Don't laugh: 5' 5" Earl from Eastern Michigan dropped 32 points against the T-Wolves AND the Pistons this season.


Not long ago, I hated Shaq and his three-time World Champion LA Lakers (thank you, Detroit, for derailing that train…). Shaq’s contribution was essentially on the offensive end, with 6 out of 10 scores of the ‘I’m going to lower my shoulder and send you to the floor, then turn and hit a lay-up or dunk’ variety. And its not hard to succeed when playing under a great coach, with one of the league’s top guard/forwards, a steady supporting cast, and for a big-market team that got all the calls. His contribution in Heat wins, lately, has been more defense and playmaking oriented. He’s been working the inside-out about as well as Hakeem did back in the mid-90s, making ‘put a fork in me’ players such as Eddie Jones look pretty good. Sure, Dwayne Wade is a phenom, and I can’t say enough good things about him (I’ll say one: one of the league’s best in rebounding his own miss: second chance points are key in this game), but Shaq is raising the level of play of an otherwise lackluster cast, led by a coach who essentially trys to keep everyone happy and runs the team on autopilot (exactly what Pat Riley is looking for at this point). Bill Russell type stuff. Lastly, his scoring appears to be much less of the bowl-em-over technique, much more of the finesse footwork, fade away or hook shot, I'm making an honest living in the paint type stuff. For the first time this year, I’m thinking the Heat could make some noise in the finals. But I’m still giving the edge to San Antonio at this point.

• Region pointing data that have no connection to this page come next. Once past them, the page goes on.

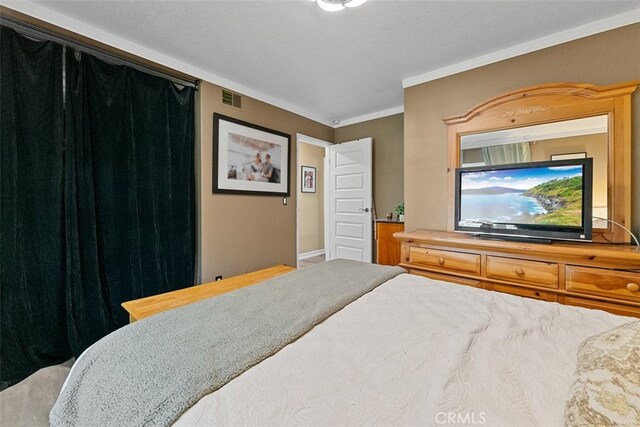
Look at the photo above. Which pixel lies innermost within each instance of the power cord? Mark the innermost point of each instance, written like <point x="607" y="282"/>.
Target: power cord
<point x="621" y="226"/>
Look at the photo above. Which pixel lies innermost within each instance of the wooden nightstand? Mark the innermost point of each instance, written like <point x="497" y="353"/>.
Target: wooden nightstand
<point x="387" y="247"/>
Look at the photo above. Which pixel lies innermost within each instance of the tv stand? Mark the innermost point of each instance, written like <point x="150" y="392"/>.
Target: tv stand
<point x="591" y="275"/>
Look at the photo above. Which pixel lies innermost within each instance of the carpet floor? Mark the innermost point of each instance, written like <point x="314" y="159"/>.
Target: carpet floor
<point x="28" y="403"/>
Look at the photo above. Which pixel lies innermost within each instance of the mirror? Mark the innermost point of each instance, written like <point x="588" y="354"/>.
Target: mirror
<point x="578" y="138"/>
<point x="551" y="122"/>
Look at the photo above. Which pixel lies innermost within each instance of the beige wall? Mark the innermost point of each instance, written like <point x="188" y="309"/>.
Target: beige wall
<point x="388" y="161"/>
<point x="311" y="205"/>
<point x="237" y="233"/>
<point x="605" y="58"/>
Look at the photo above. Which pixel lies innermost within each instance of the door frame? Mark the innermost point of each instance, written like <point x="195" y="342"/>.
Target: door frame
<point x="305" y="139"/>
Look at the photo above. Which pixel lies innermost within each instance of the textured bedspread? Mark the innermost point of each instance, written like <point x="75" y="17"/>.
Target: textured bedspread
<point x="416" y="352"/>
<point x="149" y="372"/>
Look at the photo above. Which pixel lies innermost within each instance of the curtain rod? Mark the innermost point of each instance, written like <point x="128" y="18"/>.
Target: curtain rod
<point x="42" y="34"/>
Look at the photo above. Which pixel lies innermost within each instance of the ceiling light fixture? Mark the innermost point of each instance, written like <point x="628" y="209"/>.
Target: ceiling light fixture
<point x="336" y="5"/>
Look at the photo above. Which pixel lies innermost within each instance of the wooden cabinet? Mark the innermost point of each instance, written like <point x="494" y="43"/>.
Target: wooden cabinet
<point x="523" y="271"/>
<point x="592" y="275"/>
<point x="387" y="247"/>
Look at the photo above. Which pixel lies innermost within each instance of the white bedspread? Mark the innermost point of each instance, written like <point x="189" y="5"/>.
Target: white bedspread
<point x="416" y="352"/>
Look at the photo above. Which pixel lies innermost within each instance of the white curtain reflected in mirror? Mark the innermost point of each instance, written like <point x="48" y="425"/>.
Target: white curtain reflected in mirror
<point x="585" y="137"/>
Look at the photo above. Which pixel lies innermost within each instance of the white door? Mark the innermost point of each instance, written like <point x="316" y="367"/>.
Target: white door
<point x="350" y="213"/>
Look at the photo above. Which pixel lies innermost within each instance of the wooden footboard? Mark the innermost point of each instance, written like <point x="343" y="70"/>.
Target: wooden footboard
<point x="148" y="306"/>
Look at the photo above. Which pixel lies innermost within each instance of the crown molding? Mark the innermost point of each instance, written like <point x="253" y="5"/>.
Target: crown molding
<point x="575" y="33"/>
<point x="39" y="12"/>
<point x="371" y="116"/>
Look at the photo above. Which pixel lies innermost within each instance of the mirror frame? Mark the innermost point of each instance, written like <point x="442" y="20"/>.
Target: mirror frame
<point x="554" y="102"/>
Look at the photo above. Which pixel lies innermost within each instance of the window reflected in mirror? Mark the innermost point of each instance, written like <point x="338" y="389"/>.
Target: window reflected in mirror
<point x="586" y="137"/>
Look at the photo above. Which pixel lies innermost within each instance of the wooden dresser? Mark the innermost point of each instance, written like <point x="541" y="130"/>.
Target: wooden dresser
<point x="600" y="276"/>
<point x="388" y="248"/>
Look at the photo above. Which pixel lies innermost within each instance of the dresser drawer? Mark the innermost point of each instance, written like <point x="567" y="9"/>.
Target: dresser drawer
<point x="523" y="292"/>
<point x="445" y="260"/>
<point x="447" y="278"/>
<point x="599" y="281"/>
<point x="522" y="271"/>
<point x="620" y="310"/>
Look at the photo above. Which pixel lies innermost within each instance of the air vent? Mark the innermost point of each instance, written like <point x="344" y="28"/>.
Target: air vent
<point x="231" y="99"/>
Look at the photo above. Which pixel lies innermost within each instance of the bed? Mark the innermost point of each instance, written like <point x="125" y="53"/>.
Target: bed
<point x="414" y="351"/>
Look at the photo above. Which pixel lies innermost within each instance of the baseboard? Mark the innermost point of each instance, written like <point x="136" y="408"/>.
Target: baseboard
<point x="310" y="254"/>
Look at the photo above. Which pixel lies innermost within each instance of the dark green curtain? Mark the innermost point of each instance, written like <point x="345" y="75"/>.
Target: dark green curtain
<point x="32" y="262"/>
<point x="98" y="200"/>
<point x="129" y="192"/>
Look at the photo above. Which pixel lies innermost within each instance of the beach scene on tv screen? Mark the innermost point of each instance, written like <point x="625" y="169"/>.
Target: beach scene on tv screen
<point x="541" y="196"/>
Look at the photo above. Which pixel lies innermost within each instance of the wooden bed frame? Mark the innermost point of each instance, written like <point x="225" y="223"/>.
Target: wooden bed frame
<point x="148" y="306"/>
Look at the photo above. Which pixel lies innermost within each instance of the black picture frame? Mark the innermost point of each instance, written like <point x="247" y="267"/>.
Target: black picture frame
<point x="308" y="179"/>
<point x="236" y="169"/>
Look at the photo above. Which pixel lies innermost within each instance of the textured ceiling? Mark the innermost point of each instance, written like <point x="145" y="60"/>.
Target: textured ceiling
<point x="322" y="65"/>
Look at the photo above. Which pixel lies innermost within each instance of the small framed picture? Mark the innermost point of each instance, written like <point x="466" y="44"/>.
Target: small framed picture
<point x="569" y="156"/>
<point x="249" y="159"/>
<point x="308" y="177"/>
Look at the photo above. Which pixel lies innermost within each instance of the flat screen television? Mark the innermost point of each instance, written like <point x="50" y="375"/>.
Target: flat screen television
<point x="526" y="201"/>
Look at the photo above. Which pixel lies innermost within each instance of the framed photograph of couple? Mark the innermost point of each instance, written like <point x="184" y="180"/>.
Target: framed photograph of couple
<point x="249" y="159"/>
<point x="308" y="175"/>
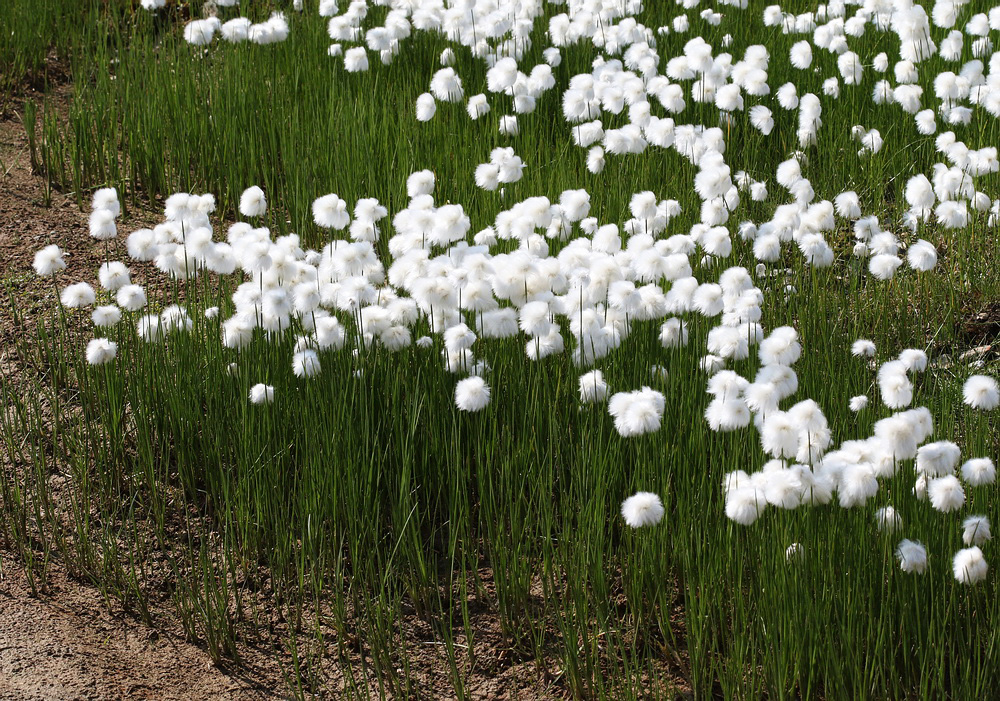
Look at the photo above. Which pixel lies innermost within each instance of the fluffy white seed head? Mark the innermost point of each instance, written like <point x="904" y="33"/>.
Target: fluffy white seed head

I guess what MJ had going for him is that, at the height of his dominance, there really wasn’t any weakness in his game. The same can’t be said of other marquis players in the league. Give Jason Kidd Mike Bibby’s jumpshot, and you can’t ask for a better guard. Give LeBron the boundless energy of a younger Michael Finley, and you can’t ask for a much better guard/forward. Give the 2004-2005 Shaq the foul shooting ability of Earl Boykins and look out league. A Shaq that shot 93% from the line could take the Syracuse Intramural B-League Public Administrators (recently buoyed in confidence by their convincing 35-21 win over rival Maxwell Mafia) deep into the playoffs…

Tuesday, March 01, 2005

March: In like Andrew Golota

Forget the lion. Lions strike above the belt.



I knew when the Mercury hit, like, almost 50F a couple
weeks ago here in Sunny Syracuse, and the thick carpet of snow
and ice began to melt away, it was surely a mirage. Mets fans will
experience the same phenomenon next month when Pedro and Carlos
send them off to a quick winning start. Eventually the heroin
addict will relapse, the injuries, errors, and mismanagement
will set in, and the boys from Flushing will sink into a mire
of mediocrity as deep and wide as Long Island Sound. But I
digress. We're talking about the weather.

So its March 1, and we got belted. A nice little Noreaster dropped
a fresh 9 inches of snow, and a deadbeat-dad gulfstream and Lake
Ontario promise highs in the 20s and more blasts of the white stuff
for the next several days. The Groundhog is sending obscene postcards
from Puerto Rico.

I could complain. I also could have joined my older brother for
graduate school down in Chapel Hill, NC. It has been known to snow
here on Mothers Day. I'm an idiot.

Basketball and daylight savings take me through these trying times
when I forget why I own a pair of Birkenstocks and seriously consider
relocating to somewhere like Austin, Texas or LA... Hoops gets you
into the forward thinking mentality. First, what should be a thrilling
Big East Tourney... then, the Big Dance... followed by the end of the
NBA season and beginning the playoffs, which deliver us into warm
and wonderful June. Somewhere along the way it gets lighter later, so
even if its toiletbowl disgusting outside, you can still see things
when you leave work at 6PM. How novel.

Another day I'll opine as to why Amendment XXVIII of the US Constitution should
ban falling back in late October. Let the kids go to school in the dark.
At any rate, I go on too long. Old man winter is settled in; we hope he
has the good nature to leave town by the time
the Eastern Conference Semis roll around.